Mas, nestes confins terceiro-mundistas, isso nem mesmo é notícia: a demagogia faz parte da paisagem. O que preocupa é que esse vírus já está fazendo das suas em países que, em tese, são muito maduros por sua cultura, confiáveis por suas instituições e sólidos por sua história.
Vimos isso acontecer no Reino Unido, com o Brexit, e nos Estados Unidos, com a vitória de Donald Trump. Em ambos os casos, a confusão foi a norma, e a sensatez, a grande ausência. E tudo graças à demagogia que, como bem se sabe, nutre-se da insatisfação popular e da debilidade do establishment, que menospreza o alcance desse discurso daninho.
Às portas das eleições na Alemanha, causa satisfação ver que os candidatos mais bem colocados nas pesquisas não caíram no jogo fácil de adular o eleitorado numa época em que temas como nacionalismo ou imigração são grandes puxadores de votos, como se viu na campanha eleitoral dos Estados Unidos com a polêmica proposta do republicano de construir um muro na fronteira sul do país para barrar a entrada de mexicanos.
E, depois do susto na França, onde a ultradireitista Marine Le Pen quase ganhou a presidência nas eleições de junho passado, a disputa entre Angela Merkel e Martin Schulz gera um pouco de tranquilidade.
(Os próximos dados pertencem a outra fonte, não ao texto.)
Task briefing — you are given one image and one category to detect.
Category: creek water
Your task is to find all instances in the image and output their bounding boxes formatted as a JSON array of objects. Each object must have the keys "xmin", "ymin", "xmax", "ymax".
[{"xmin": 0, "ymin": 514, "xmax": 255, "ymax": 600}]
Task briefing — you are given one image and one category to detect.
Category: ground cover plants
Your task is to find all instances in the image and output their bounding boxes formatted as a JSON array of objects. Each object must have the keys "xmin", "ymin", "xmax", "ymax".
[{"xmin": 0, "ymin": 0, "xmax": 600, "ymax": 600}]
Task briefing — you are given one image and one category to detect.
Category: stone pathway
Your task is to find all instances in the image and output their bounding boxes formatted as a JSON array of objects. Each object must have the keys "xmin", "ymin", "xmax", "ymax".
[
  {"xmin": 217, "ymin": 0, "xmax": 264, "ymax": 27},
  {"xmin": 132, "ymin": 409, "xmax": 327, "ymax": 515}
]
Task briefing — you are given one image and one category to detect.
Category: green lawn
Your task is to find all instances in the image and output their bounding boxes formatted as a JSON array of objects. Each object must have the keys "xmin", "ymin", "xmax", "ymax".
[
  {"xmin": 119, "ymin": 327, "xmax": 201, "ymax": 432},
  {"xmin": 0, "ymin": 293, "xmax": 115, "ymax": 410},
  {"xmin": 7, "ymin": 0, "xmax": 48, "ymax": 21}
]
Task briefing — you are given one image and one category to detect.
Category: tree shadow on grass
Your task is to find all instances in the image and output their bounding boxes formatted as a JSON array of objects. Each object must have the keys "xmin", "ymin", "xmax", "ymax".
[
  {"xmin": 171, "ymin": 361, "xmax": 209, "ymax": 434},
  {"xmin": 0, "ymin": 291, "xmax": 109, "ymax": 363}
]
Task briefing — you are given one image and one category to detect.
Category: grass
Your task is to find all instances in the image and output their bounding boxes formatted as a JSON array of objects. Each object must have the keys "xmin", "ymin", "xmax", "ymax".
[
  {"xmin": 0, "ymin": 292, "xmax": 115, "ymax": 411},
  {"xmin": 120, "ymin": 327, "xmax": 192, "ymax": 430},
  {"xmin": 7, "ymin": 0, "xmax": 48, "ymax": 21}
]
E mesmo que a atual chanceler federal esteja a ponto de obter seu quarto mandato consecutivo, se – por essa volatilidade que invadiu a política – o vencedor for o ex-presidente do Parlamento Europeu, ninguém vai ficar de cabelo em pé.
Em tempos em que a conduta errática de Trump se desvela a meio mundo, não deixa de ser uma boa notícia saber que a primeira potência da Europa seguirá nas mãos de "um adulto responsável", coisa que não se pode dizer sobre os Estados Unidos.
Apesar de sua pinta de professora secundarista e sua voz de pastora, a senhora Merkel construiu uma imagem de mulher firme, que não hesita na hora de tomar medidas controversas, como abrir as fronteiras a milhões de imigrantes que, desde 2015, estão chegando a seu país em busca de refúgio. Mesmo que há dois anos isso parecesse uma decisão suicida, pode-se dizer hoje que seus compatriotas continuam confiando nela, a julgar pela vantagem que as pesquisas eleitorais lhe dão. Ao fim e ao cabo, 12 anos de desgaste também são 12 anos de experiência.
E, fora de suas fronteiras, o mundo a respeita como estadista, graças à sua moderação e por ter demonstrado que é a única líder da Europa capaz de fazer frente a Trump. Sem complexos. Alguém, afinal, tem que fazer o trabalho sujo.